I was coming home from school and heard a dog barking. I'm not afraid of
dogs, but of course I never want to start up with them. One of them may
be mad, and if he bites there's not a Tartar in the world who can help
you. So I made tracks. Then I looked around and saw the whole market place
wild with laughter. It was no dog at all but Wolf-Leib the Thief. How was
I supposed to know it was he? It sounded like a howling bitch.
When the pranksters and leg-pullers found that I was easy to fool, every
one of them tried his luck with me. "Gimpel the Czar is coming to Frampol;
Gimpel, the moon fell down in Turbeen; Gimpel, little Hodel Furpiece found
a treasure behind the bathhouse." And I like a golem believed everyone.
In the first place, everything is possible, as it is written in the Wisdom
of the Fathers, I've forgotten just how. Second, I had to believe when
the whole town came down on me! If I ever dared to say, "Ah, you're kidding!"

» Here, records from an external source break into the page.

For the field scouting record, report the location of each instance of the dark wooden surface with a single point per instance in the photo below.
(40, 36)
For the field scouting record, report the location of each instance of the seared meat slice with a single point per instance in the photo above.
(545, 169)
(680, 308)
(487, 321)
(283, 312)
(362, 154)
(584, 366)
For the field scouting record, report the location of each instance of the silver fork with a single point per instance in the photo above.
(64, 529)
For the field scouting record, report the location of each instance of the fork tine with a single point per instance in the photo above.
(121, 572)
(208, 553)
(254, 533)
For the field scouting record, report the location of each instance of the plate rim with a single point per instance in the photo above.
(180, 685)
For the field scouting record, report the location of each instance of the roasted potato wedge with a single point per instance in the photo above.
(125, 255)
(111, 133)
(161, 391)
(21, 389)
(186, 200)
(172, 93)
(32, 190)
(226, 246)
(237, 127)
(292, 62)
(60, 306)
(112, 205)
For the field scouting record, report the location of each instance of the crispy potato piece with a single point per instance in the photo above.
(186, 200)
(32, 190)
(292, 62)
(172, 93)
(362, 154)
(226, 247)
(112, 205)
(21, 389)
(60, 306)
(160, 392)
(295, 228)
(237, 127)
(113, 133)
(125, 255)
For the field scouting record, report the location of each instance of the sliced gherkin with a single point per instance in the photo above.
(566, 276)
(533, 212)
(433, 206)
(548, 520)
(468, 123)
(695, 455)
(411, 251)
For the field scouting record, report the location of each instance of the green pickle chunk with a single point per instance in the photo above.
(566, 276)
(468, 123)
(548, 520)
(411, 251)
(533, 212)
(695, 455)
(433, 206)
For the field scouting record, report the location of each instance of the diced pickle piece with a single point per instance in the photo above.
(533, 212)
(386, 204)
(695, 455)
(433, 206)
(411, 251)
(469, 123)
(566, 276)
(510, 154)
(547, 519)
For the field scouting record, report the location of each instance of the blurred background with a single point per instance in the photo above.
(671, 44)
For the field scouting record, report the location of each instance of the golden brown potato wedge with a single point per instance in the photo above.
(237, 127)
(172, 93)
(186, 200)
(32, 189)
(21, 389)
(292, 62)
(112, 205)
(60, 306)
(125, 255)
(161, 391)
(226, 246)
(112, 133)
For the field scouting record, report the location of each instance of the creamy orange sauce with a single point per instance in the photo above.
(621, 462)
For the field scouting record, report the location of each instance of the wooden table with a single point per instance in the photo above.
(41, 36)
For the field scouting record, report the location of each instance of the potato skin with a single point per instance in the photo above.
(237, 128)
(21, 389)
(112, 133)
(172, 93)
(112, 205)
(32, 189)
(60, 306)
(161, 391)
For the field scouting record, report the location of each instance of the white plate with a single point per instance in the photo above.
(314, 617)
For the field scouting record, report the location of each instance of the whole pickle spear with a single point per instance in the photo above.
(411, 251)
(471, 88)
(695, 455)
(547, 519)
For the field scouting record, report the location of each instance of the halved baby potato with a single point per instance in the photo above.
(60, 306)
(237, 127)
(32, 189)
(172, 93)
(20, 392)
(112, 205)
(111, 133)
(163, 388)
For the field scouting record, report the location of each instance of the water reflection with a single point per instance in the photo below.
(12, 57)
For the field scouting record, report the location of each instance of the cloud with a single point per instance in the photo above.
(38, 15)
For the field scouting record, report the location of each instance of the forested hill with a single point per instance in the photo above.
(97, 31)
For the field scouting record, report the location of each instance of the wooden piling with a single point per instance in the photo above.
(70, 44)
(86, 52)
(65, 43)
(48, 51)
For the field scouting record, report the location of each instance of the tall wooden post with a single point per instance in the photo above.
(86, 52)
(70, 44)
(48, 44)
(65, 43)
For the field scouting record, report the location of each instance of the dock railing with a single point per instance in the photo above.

there was trouble. People got angry. 'What do you mean! You want to call
everyone a liar?" What was I to do? I believed them, and I hope at least
that did them some good.
I was an orphan. My grandfather who brought me up was already bent toward
the grave. So they turned me over to a baker, and what a time they gave
me there! Every woman or girl who came to bake a batch of noodles had to
fool me at least once. "Gimpel, there's a fair in heaven; Gimpel, the rabbi
gave birth to a calf in the seventh month; Gimpel, a cow flew over the
roof and laid brass eggs." A student from the yeshiva came once to buy
a roll, and he said, "You, Gimpel, while you stand here scraping with your
baker's shovel the Messiah has come. The dead have arisen." "What do you
mean?" I said. 'I heard no one blowing the ram's horn!" He said, "Are you
deaf?' And all began to cry, 'We heard it, we heard!' Then in came Rietze
the Candle-dipper and called out in her hoarse voice, "Gimpel, your father
and mother have stood up from the grave. They're looking for you.'
To tell the truth, I knew very well that nothing of the sort had happened,
but all the same, as folks were talking, I threw on my wool vest and went
out. Maybe something had happened. What did I stand to lose by looking?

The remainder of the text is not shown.